The cute Fiat 500 is ditching its 4-cylinder hamster wheel and going turbo.
Fiat Chrysler Automobiles announced at the Chicago Auto Show today that, for 2018, its Italian meatball will be roadkill no more: Its base 101-horsepower, normally aspirated engine is being retired for a turbo-4 shared by the rest of Fiat’s lineup.
Gaining 33 percent more horsepower over the previous leafblower, the 135-horse 1.4-liter MultiAir Turbo is a detuned version of the 160-horsepower buzzsaw in the 500’s Abarth performance model.
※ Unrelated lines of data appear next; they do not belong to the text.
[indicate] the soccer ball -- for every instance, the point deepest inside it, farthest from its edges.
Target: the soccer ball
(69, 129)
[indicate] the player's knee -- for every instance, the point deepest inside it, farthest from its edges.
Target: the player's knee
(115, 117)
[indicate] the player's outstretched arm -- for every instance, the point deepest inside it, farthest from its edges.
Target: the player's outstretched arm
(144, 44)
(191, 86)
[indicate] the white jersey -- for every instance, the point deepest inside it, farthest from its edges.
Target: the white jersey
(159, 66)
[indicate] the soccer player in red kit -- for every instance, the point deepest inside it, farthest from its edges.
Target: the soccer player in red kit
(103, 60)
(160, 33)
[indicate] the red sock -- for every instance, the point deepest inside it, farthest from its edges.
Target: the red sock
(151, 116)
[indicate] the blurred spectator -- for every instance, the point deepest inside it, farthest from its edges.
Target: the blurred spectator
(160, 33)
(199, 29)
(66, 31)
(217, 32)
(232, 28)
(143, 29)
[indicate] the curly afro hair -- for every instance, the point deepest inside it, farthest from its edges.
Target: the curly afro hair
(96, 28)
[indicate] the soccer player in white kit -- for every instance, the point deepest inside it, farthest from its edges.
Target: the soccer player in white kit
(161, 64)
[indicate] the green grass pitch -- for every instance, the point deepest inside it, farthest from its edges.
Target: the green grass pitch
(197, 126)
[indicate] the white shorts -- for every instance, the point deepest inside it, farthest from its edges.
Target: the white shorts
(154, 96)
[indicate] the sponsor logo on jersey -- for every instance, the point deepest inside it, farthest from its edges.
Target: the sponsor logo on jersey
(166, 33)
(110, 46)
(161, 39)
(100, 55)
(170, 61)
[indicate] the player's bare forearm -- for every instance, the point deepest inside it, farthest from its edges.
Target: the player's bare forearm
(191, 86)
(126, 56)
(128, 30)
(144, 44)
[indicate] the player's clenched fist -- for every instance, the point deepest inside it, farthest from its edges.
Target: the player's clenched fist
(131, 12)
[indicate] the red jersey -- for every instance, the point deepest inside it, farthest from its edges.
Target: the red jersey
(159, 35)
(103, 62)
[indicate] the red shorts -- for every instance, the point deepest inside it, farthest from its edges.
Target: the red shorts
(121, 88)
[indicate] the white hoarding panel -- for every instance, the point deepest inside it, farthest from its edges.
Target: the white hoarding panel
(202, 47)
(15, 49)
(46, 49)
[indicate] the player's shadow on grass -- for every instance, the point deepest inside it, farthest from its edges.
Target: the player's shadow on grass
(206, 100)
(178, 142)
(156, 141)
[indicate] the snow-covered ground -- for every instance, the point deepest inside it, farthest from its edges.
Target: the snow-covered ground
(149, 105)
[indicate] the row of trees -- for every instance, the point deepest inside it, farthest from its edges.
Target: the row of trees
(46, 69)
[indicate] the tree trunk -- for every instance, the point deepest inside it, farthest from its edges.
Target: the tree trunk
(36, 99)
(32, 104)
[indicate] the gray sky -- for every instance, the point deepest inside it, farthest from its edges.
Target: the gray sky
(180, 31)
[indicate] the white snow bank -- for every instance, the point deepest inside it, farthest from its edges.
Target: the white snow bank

The 500’s engine is shared by the rest of Fiat’s lineup which includes the Pope’s favorite roomy hatchback, the 500L; the 500X subcompact crossover; and the Fiat 124 Spider sports car. All Fiat models receive trim and feature updates for the new model year.
A mainstay in tight Italian streets since 1957, the 500 — or “Cinquecento” in Italian — has struggled to gain traction in SUV-obsessed America since its introduction in 2011.
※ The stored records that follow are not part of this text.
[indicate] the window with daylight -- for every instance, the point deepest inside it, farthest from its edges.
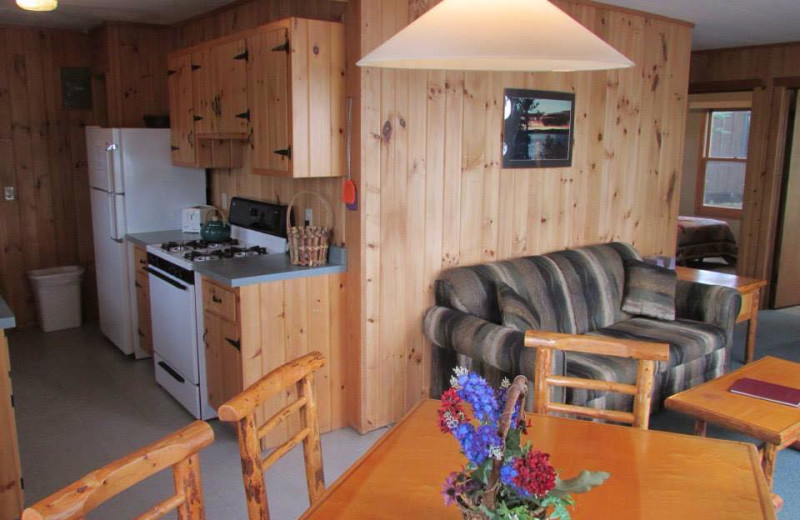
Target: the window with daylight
(722, 165)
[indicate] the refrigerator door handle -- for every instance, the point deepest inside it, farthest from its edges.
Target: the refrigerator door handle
(112, 214)
(112, 183)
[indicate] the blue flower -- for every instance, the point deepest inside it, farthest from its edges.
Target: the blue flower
(473, 389)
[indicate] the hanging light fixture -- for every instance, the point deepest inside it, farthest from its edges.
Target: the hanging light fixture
(503, 35)
(38, 5)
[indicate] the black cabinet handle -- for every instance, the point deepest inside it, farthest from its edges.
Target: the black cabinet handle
(284, 47)
(285, 152)
(161, 276)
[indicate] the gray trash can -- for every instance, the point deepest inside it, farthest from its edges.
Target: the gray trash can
(58, 296)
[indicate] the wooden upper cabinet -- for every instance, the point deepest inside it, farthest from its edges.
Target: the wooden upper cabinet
(230, 89)
(268, 74)
(279, 89)
(296, 89)
(182, 110)
(203, 92)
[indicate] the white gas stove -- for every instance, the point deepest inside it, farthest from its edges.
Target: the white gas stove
(257, 228)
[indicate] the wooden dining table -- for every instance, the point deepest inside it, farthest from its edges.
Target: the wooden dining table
(654, 475)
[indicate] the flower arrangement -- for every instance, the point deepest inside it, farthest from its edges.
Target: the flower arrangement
(503, 478)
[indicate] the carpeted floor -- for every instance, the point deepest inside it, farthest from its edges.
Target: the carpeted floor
(81, 404)
(778, 335)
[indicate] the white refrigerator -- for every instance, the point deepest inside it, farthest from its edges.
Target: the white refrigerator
(134, 188)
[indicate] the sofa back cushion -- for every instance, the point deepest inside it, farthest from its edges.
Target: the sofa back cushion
(595, 279)
(536, 279)
(571, 291)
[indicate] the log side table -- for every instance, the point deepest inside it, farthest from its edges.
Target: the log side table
(778, 425)
(749, 288)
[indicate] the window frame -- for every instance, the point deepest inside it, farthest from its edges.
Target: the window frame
(702, 158)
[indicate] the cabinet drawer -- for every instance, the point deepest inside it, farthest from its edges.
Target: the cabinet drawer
(219, 301)
(140, 260)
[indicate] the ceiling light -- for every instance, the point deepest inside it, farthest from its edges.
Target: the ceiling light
(38, 5)
(509, 35)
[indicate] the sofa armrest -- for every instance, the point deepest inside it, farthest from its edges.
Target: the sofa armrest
(483, 341)
(713, 304)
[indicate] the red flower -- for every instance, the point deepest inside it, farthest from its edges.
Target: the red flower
(450, 412)
(535, 475)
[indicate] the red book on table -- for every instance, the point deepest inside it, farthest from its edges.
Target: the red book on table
(768, 391)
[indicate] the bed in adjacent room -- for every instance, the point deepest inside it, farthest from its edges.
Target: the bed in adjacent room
(700, 238)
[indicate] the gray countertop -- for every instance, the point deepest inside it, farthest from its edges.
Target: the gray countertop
(157, 237)
(239, 272)
(7, 320)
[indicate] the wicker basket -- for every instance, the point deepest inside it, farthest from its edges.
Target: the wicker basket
(309, 245)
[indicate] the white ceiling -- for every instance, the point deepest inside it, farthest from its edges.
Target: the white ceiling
(84, 14)
(729, 23)
(718, 23)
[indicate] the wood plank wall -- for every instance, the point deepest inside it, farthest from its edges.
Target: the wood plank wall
(241, 181)
(770, 66)
(43, 155)
(132, 58)
(433, 195)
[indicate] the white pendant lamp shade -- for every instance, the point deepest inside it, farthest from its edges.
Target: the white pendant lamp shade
(502, 35)
(38, 5)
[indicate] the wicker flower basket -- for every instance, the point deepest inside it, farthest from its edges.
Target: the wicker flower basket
(309, 245)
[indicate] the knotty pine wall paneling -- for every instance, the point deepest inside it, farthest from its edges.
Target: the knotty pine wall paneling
(42, 155)
(434, 196)
(132, 59)
(769, 66)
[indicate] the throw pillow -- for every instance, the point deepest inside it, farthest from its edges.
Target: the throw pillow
(516, 312)
(649, 290)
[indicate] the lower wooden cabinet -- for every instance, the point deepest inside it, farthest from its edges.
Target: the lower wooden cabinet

In addition to its small size, the 500 was derided for its mousy mill. The new engine comes standard on Pop and Lounge trims with the six-speed manual transmission an option.
The feisty, top-trim Abarth, meanwhile, maintains its turbocharged 160 horsepower and 183 pound-feet of torque while offering sporty touches like bolstered seats, stiffened suspension, 16-inch black aluminum wheels, red brake calipers and a dual-exhaust with an obnoxious howl.
Abarth owners also get — free of charge — a one-day high-performance driving tutorial at the Bob Bondurant School of High Performance Driving in Phoenix.
The 500 lineup adds new colors for 2018 — Brillante Red, Mezzanotte Blue Pearl and Vesuvio Black Pearl — for a total of 11 paint choices. The 500 is also available in a topless “Cabrio” body style as well as an all-electric 500e version targeted at West Coast greenies. The latter is only available in California and Oregon.
Also new for 2018, the 500L features a redesigned exterior with new front, rear, and side design updates. The 500X gets FCA’s award-winning Uconnect 4 infotainment system standard — including Apple CarPlay and Android Auto smartphone connectivity. The 124 Spider — which shares its bones with Mazda’s Miata — introduces a Red Top Edition on upper-trim Lusso models.